Last week, a preliminary proxy statement was filed with the US Securities and Exchange Commission (SEC) that describes both companies, the history of the negotiations, the material terms of the agreement and many other disclosures required by the SEC. Following the completion of the SEC review process (the timing of which is not certain), Millipore will set a date for a special meeting of shareholders and mail to each shareholder, in advance of the meeting, a final proxy statement and proxy request.
We expect the closing to take place by the early part of the third quarter of 2010, assuming all regulatory reviews have been completed and all other closing conditions in the agreement, including receipt of our shareholders approval, have been satisfied at that time.
To view a copy of the Proxy Statement, please visit the micro site on MilliporeNow by clicking here. You can also go to this site to view copies of other documents relating to the agreement, including Employee FAQ documents.
Integration Planning
We will provide you with more information regarding integration planning activities during the next few weeks. As Dr. Kley said at our recent employee Town Hall meeting, Merck KGaA intends to apply the ‘best of both worlds’ approach across all operating business functions in combining the two businesses. You may be invited to join a team and give input that will facilitate this process.
As we move through the integration planning process, we will provide you with information on our planning for the combined organization as it becomes available. I am very excited about the new world-class partner we are planning to create for the Life Science sector, which will represent expanded opportunities for both our employees and our customers.
I want to thank you for your continued support and for staying focused on providing our customers with the very best products and services.
Cautionary Statements
The statements herein that are not historical facts are forward-looking statements that involve substantial risks and uncertainties, including, without limitation, our ability
to consummate the transaction referred to above. Please refer to Millipore Corporation’s (“Millipore”) filings with the Securities and Exchange Commission (“SEC”),
including its most recent Annual Reports on Forms 10-K and 10-K/A, for more information on additional risks that could cause actual results to differ from the forward-looking statements made herein. These forward-looking statements are made as of the date hereof and Millipore assumes no obligation to update them, whether as a result of new information, future events or otherwise, except as may otherwise be required by law.
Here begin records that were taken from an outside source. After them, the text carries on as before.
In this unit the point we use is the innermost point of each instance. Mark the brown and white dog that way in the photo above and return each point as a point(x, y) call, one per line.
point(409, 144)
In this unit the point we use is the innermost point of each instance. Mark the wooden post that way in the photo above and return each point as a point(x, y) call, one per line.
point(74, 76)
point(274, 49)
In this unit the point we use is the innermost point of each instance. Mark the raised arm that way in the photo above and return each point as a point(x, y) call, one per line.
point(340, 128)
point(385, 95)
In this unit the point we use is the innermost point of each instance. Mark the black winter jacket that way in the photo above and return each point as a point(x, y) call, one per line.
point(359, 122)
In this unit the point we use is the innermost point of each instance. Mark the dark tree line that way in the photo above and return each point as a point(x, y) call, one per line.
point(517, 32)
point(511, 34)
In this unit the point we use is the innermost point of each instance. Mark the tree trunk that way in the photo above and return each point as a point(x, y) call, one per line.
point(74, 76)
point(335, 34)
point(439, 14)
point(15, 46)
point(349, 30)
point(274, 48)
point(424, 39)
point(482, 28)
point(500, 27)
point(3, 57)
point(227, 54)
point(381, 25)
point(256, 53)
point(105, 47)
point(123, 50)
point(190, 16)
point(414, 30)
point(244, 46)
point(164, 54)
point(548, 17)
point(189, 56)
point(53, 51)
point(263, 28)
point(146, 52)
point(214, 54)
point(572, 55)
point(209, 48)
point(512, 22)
On March 24, 2010, Millipore filed with the SEC a preliminary proxy statement regarding the proposed business combination transaction referred to in the foregoing information. In addition, Millipore will prepare and file with the SEC a definitive proxy statement and other documents regarding the proposed transaction. Investors and security holders are urged to read the definitive proxy statement, when it becomes available, because it will contain important information. The definitive proxy statement will be sent to shareholders of Millipore seeking their approval of the proposed transaction. Investors and security holders may obtain a free copy of the definitive proxy statement (when it is available) and other documents filed with the SEC by Millipore at the SEC’s website at www.sec.gov. The definitive proxy statement (when it is available) and these other documents may also be obtained for free from Millipore by directing a request to Joshua S. Young, Director of Investor Relations for Millipore, at 978-715-1527.
A detailed list of names, affiliations and interests of Millipore participants in the solicitation of proxies of Millipore to approve the proposed business combination is included in the preliminary proxy statement.